韓国の映画監督パク・チャヌクの作品「親切なクムジャさん」のラストシーン、無垢な子供が一面の雪景色の中、口を開き暖かい吐息で包んだのは「モア・ホワイト」という台詞でした。
復讐のために人を殺した主人公が、装飾のないショートクリームケーキに顔突っ込んで自らの罪を嘆くシーンで発せられたこの言葉には、すべての人への赦しがありました。
罪と向き合うあなたはすでに白いのです。白いあなたはこれからの生き方でもっと白くなってゆくのです。
目から鱗ポロリのこの台詞を実践したいと思った一年でした。来年もモア・ホワイト。
【今年聴いた音楽 BEST5】
・Toninho Horta "Toninho Horta"
影を内包しつつ熱く盛り上がったリオ・オリンピック開催国のブラジルより、今年はトニーニョ・オルタ氏が来日しました。
ブラジル大使館での歓迎会を兼ねたコンサートでは、たゆたう繊細な音程の歌声と爪弾くギターのリズムに顔ほころぶばかりでなく、彼の促すままにポルトガル語で大合唱する日本人の観客たちに驚いたのでした。

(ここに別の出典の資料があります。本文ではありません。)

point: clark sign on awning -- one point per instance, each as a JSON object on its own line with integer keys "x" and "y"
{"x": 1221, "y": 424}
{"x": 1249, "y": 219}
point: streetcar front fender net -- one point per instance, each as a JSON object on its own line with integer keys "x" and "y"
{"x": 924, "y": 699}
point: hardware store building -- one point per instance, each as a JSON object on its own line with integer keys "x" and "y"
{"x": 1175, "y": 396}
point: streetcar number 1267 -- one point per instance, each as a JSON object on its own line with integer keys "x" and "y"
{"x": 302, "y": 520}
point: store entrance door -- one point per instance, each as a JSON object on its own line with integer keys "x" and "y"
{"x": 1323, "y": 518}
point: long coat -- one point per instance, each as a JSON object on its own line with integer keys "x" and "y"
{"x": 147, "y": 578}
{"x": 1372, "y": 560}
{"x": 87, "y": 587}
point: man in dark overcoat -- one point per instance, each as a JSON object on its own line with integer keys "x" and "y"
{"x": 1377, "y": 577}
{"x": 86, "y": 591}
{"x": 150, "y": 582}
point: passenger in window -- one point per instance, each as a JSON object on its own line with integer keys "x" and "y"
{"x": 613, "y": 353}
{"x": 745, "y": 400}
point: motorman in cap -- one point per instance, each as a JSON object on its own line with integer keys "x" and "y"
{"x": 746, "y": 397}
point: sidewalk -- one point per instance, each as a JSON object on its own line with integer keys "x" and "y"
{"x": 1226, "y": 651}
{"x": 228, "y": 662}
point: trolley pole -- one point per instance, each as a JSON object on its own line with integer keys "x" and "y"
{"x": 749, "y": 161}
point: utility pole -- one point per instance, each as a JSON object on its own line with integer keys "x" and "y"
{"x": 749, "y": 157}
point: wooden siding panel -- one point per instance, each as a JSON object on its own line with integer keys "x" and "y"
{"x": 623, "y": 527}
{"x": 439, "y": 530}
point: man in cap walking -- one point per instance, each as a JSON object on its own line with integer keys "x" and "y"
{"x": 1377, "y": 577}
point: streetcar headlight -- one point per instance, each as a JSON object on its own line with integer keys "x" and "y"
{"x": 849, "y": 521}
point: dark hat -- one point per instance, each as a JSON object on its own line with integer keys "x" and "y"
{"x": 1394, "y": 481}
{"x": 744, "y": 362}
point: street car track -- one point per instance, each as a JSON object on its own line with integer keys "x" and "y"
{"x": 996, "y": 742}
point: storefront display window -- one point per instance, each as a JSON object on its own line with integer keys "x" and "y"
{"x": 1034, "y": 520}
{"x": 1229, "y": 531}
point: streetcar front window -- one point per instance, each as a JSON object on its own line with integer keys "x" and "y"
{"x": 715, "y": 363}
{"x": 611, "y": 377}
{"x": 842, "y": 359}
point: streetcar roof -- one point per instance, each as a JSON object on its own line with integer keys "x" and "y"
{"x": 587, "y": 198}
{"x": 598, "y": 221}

自らの名前を表題とした本作のみならず、北ブラジル地域の音楽"フォホー"を取り入れたアルバム"Com O Pe No Forro"もとてもオススメです。
フォホーはリズミカルでアコーディオンが活躍する音楽なので個人的に激アツ。来年はちょっとポルトガル語できるようになりたい。
・various artist "過去のない男 オリジナル・サウンドトラック"
音楽を聴く時に、よく「自分が映画を撮ったらこの曲のためにこんなシーンを用意したいな」というようなことを考えます。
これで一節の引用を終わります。